In [None]:
import pandas as pd
import numpy as np
from mrmr import mrmr_classif

import operator
import numpy as np
from itertools import chain
import heapq

#Import self-written functions
import os
import sys
src_dir = os.path.join(os.getcwd(), '..', 'src')
sys.path.append(src_dir)

from d04_model_evaluation.model_evaluation import *

'''
Parameters to configure
'''

#set dataset
dataset = 'example'

# Set the number of evaluation rounds that must be performed.
n_runs = 10

# Set number of items to return in list for top-n feature importance
top_n = 10


In [None]:
#Get processed feature data
features_all_df = pd.read_excel(f'../results/1. Trace Link Feature Data/features_non-normalized.xlsx')

#Load label dataframe
labels_df = pd.read_pickle(r'../data/03_processed/labels_df.pkl')
#print(labels_df)

# Encode Bool values of label to integers
features_all_df['is_valid'] = labels_df['is_valid']
features_all_df['is_valid'] = labels_df['is_valid'].values
features_all_df['is_valid'] = features_all_df['is_valid'].astype(int)

#Set the NaN to 0
features_all_df = features_all_df.fillna(0)



Start MRMR feature selection for 40 features

In [None]:
#Split
X = features_all_df.drop(['is_valid'], axis=1)
y = features_all_df['is_valid']
K_features = 40

selected_features = mrmr_classif(X, y, K = 40)

# create subset of original dataframe on output of selection process
feature_subset_df = features_all_df[selected_features]

# Export subset of features as .xslx file
feature_subset_df.to_excel(excel_writer = f"../results/5. Feature selection subsets/{dataset}_subset_K{K_features}.xlsx", index = False)

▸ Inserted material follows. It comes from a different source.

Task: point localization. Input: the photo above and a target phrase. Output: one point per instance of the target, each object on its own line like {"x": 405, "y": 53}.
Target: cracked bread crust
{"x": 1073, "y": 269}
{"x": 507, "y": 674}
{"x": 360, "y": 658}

file = open(f"../results/5. Feature selection subsets/{dataset}_K{K_features}_selected_features.txt", "w")
for feature in selected_features:
    file.write(feature + "\n")
file.close()

Perform additonal processing to prepare for evaluation

In [None]:
#Get number of features to pass to importance_array (model_evalution.py)
n_features_df = feature_subset_df.shape[1]

#Saving feature names
feature_name_df = list(feature_subset_df.columns)

#Transform pandas dataframe into numpy arrays
features_all_array = np.array(feature_subset_df)
labels_array = np.array(y)

## Evaluation for K = 40

In [None]:
results_df = pd.DataFrame(columns=['algorithm', 'Rebalancing', 'K (#features)', 'Accuracy', 'Precision', 'Recall', 'F1', 'F2', 'F0.5', 'Average Precision'])

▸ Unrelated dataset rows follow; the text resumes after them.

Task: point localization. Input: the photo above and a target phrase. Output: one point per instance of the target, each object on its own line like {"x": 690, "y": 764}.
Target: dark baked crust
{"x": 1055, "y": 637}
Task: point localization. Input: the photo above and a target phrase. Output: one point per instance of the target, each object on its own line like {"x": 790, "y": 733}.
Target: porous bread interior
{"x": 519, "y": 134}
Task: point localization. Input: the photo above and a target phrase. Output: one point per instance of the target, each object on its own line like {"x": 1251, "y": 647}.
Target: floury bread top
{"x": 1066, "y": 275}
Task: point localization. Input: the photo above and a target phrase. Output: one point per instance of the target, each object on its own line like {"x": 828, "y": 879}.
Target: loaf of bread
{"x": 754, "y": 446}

df_columns = ['algorithm'] + ['Rebalancing'] + ['K (#features)'] + feature_name_df
importance_df_40 = pd.DataFrame(columns=df_columns)

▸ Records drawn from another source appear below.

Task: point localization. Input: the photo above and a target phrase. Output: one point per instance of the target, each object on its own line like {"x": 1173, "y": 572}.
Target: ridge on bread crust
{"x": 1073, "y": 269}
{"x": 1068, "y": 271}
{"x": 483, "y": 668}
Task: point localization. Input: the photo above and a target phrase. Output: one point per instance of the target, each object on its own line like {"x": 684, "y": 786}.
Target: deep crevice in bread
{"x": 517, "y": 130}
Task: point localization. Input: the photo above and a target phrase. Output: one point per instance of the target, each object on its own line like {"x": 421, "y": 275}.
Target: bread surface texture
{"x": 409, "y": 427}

feature_results, feature_importance = generate_evaluation_metrics(rebalancing_strategy = 'none', 
                                                                classification_algorithm = 'xg_boost', 
                                                                data = features_all_array, 
                                                                labels = labels_array, 
                                                                feature_names = feature_name_df,
                                                                is_normalized = False,
                                                                n_runs = n_runs,
                                                                n_features = n_features_df,
                                                                K_features = K_features)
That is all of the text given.